There are some considerations:

Contract – This assumes that the increased carcass weights are within contract specification along with fat levels.

Buildings – Does the farm have sufficient space and water to satisfy legislative/ farm assurance standards by keeping the pigs longer?

Overall herd – Even though the pigs are kept for a relatively short additional period does any increase in stocking density compromise the health or performance of the wider herd?

Mortality– Even where mortality is low there will some additional deaths over the course of the year.

FYM and Slurry – There will be a small amount of additional manure to store and handle.

Rent and Finance – Depending on the scale there may be additional shed rents or possibly capital and interest payments for any new accommodation.

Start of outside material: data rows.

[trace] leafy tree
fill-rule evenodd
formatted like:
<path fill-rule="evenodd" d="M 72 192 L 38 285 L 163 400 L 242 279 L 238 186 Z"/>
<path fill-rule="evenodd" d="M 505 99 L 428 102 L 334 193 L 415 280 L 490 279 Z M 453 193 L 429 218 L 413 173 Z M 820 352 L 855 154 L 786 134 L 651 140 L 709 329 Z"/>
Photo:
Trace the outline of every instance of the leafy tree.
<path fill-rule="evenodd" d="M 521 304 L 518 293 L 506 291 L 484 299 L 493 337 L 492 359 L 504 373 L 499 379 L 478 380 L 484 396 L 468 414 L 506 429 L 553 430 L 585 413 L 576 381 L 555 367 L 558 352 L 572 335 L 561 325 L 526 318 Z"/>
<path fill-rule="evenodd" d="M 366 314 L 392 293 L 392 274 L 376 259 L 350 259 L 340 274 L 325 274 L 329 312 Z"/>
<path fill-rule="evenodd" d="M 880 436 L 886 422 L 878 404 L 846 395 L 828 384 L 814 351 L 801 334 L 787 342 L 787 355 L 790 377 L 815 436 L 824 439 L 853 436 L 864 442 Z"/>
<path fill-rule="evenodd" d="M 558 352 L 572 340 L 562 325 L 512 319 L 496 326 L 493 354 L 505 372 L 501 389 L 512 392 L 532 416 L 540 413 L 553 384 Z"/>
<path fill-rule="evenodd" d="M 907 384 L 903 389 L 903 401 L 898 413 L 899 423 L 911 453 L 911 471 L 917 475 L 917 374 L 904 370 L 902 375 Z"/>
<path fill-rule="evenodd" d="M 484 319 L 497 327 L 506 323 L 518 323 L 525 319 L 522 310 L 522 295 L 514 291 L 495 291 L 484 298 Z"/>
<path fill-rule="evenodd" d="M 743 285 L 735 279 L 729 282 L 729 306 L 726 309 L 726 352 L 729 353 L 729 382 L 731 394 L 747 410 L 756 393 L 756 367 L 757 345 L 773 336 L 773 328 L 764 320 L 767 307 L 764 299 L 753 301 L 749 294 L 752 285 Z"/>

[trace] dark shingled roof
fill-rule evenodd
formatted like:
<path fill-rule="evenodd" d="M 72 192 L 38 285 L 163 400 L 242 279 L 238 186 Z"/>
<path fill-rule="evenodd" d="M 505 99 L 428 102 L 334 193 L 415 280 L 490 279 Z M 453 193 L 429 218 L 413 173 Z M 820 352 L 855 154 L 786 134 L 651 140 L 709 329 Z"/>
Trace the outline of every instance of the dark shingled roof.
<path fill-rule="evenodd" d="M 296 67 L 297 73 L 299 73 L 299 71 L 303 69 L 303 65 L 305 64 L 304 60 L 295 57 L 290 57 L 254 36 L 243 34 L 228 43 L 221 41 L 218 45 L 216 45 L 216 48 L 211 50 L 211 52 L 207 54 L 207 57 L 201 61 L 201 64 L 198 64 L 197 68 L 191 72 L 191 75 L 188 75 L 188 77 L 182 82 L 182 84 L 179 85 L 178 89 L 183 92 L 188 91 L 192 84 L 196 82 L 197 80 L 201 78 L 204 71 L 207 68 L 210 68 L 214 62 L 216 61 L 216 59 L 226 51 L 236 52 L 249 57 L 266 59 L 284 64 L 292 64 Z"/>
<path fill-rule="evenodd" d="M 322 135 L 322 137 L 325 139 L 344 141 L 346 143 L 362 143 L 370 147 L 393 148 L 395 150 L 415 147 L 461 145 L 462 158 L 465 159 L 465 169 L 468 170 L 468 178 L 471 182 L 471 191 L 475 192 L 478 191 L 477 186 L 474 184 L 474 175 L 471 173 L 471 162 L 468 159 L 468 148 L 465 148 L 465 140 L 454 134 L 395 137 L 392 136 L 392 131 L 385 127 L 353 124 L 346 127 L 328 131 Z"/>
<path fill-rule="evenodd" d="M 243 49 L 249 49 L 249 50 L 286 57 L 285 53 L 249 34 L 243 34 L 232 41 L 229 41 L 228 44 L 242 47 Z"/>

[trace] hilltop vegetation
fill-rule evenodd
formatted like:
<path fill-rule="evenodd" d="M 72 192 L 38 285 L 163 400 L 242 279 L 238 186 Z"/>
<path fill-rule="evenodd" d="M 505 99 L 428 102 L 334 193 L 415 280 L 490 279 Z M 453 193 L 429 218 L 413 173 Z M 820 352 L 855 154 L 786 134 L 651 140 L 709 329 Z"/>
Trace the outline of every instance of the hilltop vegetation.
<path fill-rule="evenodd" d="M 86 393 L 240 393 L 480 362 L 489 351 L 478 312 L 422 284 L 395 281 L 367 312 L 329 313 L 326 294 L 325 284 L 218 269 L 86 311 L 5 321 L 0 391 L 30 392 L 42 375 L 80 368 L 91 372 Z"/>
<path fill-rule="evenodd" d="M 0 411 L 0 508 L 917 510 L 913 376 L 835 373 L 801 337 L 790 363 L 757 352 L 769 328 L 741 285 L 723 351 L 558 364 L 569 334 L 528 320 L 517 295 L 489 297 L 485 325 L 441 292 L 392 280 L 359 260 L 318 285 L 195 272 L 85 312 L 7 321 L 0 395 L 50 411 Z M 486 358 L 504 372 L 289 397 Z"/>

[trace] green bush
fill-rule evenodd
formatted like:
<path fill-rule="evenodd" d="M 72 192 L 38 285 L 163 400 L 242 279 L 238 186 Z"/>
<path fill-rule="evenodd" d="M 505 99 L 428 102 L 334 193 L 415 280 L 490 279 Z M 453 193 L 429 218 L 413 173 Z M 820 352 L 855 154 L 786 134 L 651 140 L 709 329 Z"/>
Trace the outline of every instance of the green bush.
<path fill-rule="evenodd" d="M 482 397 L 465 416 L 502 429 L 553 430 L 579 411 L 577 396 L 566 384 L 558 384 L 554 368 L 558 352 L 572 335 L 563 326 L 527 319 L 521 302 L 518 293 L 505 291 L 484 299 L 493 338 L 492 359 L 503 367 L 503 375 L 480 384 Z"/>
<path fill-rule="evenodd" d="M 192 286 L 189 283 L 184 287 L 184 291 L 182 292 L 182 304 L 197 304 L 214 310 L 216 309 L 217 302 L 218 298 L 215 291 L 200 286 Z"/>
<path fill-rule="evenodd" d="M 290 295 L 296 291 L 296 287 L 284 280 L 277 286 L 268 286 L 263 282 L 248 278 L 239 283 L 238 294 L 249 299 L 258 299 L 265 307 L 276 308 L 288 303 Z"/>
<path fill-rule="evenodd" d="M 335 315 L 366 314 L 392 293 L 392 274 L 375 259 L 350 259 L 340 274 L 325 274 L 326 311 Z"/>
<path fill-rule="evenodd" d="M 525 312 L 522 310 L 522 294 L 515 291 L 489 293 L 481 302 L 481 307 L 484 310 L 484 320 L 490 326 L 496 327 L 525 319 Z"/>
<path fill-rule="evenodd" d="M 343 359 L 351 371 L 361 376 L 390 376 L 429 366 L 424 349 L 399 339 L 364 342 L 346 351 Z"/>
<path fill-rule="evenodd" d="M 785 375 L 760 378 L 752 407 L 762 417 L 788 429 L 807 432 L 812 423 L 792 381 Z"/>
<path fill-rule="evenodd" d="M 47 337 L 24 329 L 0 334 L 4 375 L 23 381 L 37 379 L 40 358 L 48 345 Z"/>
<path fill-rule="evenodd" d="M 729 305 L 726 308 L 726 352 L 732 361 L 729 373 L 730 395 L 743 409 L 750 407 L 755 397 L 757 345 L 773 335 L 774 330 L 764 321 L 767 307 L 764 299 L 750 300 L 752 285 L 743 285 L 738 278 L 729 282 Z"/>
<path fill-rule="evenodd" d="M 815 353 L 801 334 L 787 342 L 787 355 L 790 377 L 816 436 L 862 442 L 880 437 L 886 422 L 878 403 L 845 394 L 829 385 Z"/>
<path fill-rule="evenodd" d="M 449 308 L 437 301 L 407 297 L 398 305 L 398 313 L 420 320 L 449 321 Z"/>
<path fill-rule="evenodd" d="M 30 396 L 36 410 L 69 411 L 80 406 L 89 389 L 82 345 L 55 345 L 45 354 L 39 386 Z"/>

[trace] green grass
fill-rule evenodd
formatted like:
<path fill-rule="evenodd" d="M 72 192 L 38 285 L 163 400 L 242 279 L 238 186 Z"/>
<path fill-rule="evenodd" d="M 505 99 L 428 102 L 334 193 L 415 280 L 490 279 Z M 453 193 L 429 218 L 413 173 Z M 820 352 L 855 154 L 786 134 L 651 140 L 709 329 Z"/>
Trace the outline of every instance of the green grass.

As finishing weights have increased over the past 15-20 years so has herd performance with numbers sold per sow almost increasing by 50% to over 30 pigs per sow in some cases.   This has seen any reductions in days to finish negated by an increased number of pigs coming through.  With this in mind it is becoming much more important that any capital projects are future proofed to allow the future reproductive and growth potential of the modern pigs to be taken advantage of and ensure optimum performance and profitability.